The conclusion, if you want one to put in your pocket and take it home, is that the vaccines aren’t 110% effective and we still need to be careful, but we can let go of the anxiety. The numbers are on our side here and the anxiety isn’t helping anyway.

There’s nothing like someone telling you not to be anxious to make you less anxious, is there?

The additional conclusion is, keep the mask. Even if you’re vaccinated, you can still spread the disease. You’re less likely to–if you have an asymptomatic case you’re likely to have a lower viral load–but you can still do some damage. Other people share this world with us. Try not to do them any more harm than you can help.

 

What’s the story on vaccines and blood clots?

The two vaccines that have been linked to very rare incidents of blood clots are based on a single technology–one they share with the Russian Sputnik V vaccine. Basically, they take an adenovirus–that’s a virus that causes colds–deactivate it, and turn it into a chariot for the vaccine to ride in on.

Vaccines are hopelessly vain. They can’t resist a grand entrance. Horses, polished metal catching the sun, noise, dust, cameras. 

The clotting problem seems–and we’re still at the stage of seems–to be related to that damn chariot. 

The clots happen in veins in the brain, in the abdomen, and in arteries, and at the same time the person’s level of blood platelets fall, and those platelets are the beasties that help our blood clot. We end up with blood clots happening at the same time as hemorrhages, which in everyday English means bleeding. That’s kind of like an elevator going up and down at the same time. 

Normally, you’d pour an anticoagulant called heparin into a person with a blood clot forming in scary places, but when you pair the clots with hemorrhages, you can’t do that.

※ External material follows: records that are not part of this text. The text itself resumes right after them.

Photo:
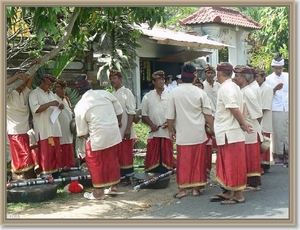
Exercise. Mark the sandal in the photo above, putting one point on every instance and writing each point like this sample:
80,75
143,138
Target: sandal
90,196
196,192
217,198
179,197
232,201
112,192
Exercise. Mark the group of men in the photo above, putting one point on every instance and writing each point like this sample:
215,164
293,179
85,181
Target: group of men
47,147
237,103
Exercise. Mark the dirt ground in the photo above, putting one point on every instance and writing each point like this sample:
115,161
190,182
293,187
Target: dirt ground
130,203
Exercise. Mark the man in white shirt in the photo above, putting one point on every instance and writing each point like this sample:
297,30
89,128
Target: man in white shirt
188,108
42,104
229,127
211,86
23,159
279,81
159,157
266,121
127,101
243,75
66,141
98,116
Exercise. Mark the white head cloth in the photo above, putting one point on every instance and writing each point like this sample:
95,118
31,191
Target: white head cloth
277,63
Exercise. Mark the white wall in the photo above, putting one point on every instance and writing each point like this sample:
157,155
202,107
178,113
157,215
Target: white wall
231,35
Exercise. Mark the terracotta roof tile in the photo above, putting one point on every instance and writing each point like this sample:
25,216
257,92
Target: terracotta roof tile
220,15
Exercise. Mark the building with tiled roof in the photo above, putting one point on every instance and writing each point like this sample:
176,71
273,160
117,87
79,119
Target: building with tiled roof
221,15
223,25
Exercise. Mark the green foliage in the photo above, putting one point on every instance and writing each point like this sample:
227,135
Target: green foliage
174,14
273,38
61,62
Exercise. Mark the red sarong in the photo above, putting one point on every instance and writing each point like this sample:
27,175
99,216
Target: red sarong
191,165
159,147
21,159
265,157
231,172
103,166
48,151
209,149
66,156
125,154
253,159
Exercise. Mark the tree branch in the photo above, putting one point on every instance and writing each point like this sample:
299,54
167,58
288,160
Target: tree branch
32,70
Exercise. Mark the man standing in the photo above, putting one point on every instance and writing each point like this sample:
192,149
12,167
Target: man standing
188,108
64,118
98,116
127,101
243,75
159,157
279,81
211,87
42,104
266,121
229,127
24,161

What are the signs that a person’s getting a serious reaction to one of the vaccines? Severe headaches, abdominal or leg pain, or shortness of breath within three weeks after vaccination.

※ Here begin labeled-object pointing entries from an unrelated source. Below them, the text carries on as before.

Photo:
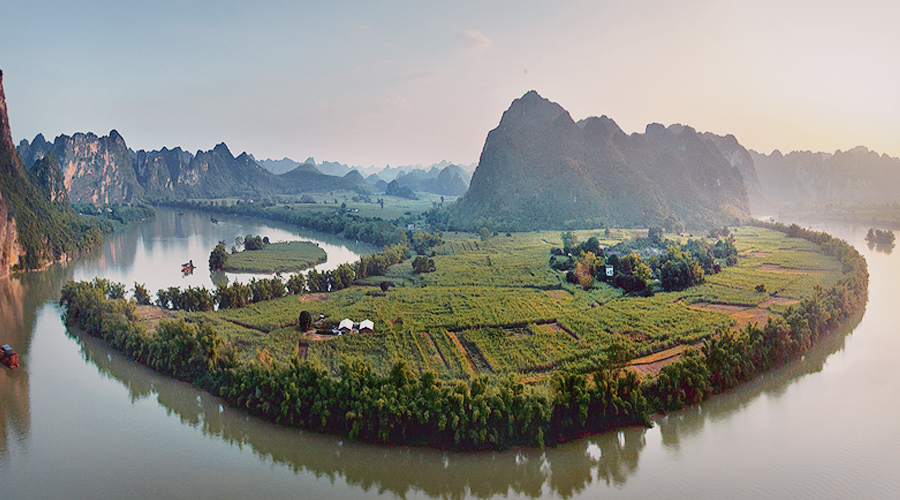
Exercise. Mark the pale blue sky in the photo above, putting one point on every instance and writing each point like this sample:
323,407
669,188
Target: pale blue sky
416,82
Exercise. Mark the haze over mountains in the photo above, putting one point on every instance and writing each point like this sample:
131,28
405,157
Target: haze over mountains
538,169
443,178
806,177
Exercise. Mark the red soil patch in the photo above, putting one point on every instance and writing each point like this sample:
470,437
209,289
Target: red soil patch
652,364
151,315
470,365
781,301
741,315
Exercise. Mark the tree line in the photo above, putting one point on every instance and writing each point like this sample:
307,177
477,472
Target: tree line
670,266
400,407
730,358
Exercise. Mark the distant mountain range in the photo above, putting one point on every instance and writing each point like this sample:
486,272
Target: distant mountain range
855,175
104,170
443,178
540,169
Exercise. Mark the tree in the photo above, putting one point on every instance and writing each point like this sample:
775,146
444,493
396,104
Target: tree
217,258
304,322
570,241
141,295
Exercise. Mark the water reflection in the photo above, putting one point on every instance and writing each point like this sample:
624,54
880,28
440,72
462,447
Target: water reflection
691,421
565,471
20,297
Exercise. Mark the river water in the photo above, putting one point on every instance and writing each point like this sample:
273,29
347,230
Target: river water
78,420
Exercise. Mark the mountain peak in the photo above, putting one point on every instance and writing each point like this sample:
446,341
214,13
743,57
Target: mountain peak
532,109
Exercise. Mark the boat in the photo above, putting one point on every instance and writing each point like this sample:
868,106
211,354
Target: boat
8,357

Every article about this says the clots are very rare. 

How rare is very rare? Last I checked, 222 cases had been linked to the AstraZeneca vaccine in Europe and Britain, along with 18 deaths. That’s out of 34 million people who’ve gotten the vaccine. Most of those were in women who were–okay, not young but under 60, which looks younger all the time. In the US, the Johnson & Johnson vaccine has been linked to 6 cases out of 6.8 million people who were vaccinated with it.

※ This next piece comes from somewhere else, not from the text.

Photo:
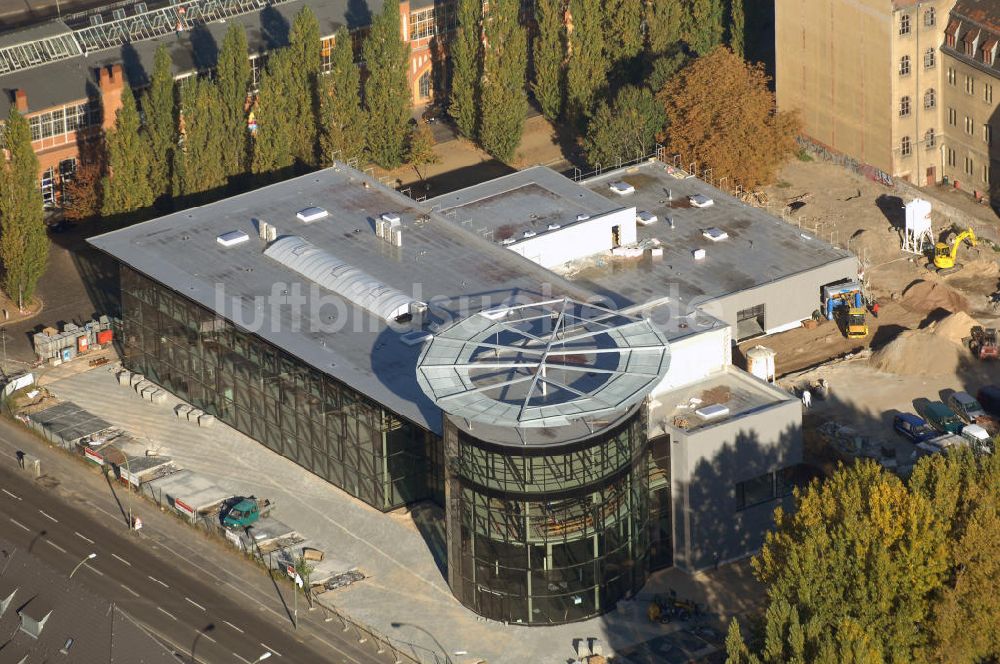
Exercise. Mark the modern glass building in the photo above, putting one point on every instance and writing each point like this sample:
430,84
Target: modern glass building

So how rare are the clotting problems? About the same as the chance of being struck by lighting in the UK in any year you choose. And that’s in a country that, by comparison with the American Midwest, doesn’t get a hell of a lot of lightning.

The risk of Covid, though, is no small thing. 

And if you’re inclined to roll the dice by going unvaccinated, the risk of having a blood clot after a bout of Covid is 8 times higher than after getting the AstraZeneca vaccine. The risk of clots after Covid is 100 times higher than after a normal infection.

 

Covid immunity and prior infections

And vaguely related to that is the news that having had Covid doesn’t give young people full protection from another bout of it. That’s from a study of 3,000 healthy U.S. Marines who were between 18 and 20 years old and unless the regulations have changed since last I looked had radically and irrelevantly short hair.

Even though the marines had antibodies, they didn’t have the level of protection that the vaccine offers: 10% got reinfected. That compares with 50% who hadn’t had an earlier infection, although in the previously infected group 84% of the infections  were asymptomatic or mild compared to 68% in the previously uninfected group.

The numbers of infections and reinfections were higher than would be likely outside of a military base because of the cramped living conditions and close contact.

The advice to people who’ve recovered from Covid is to boost your immunity with a vaccine.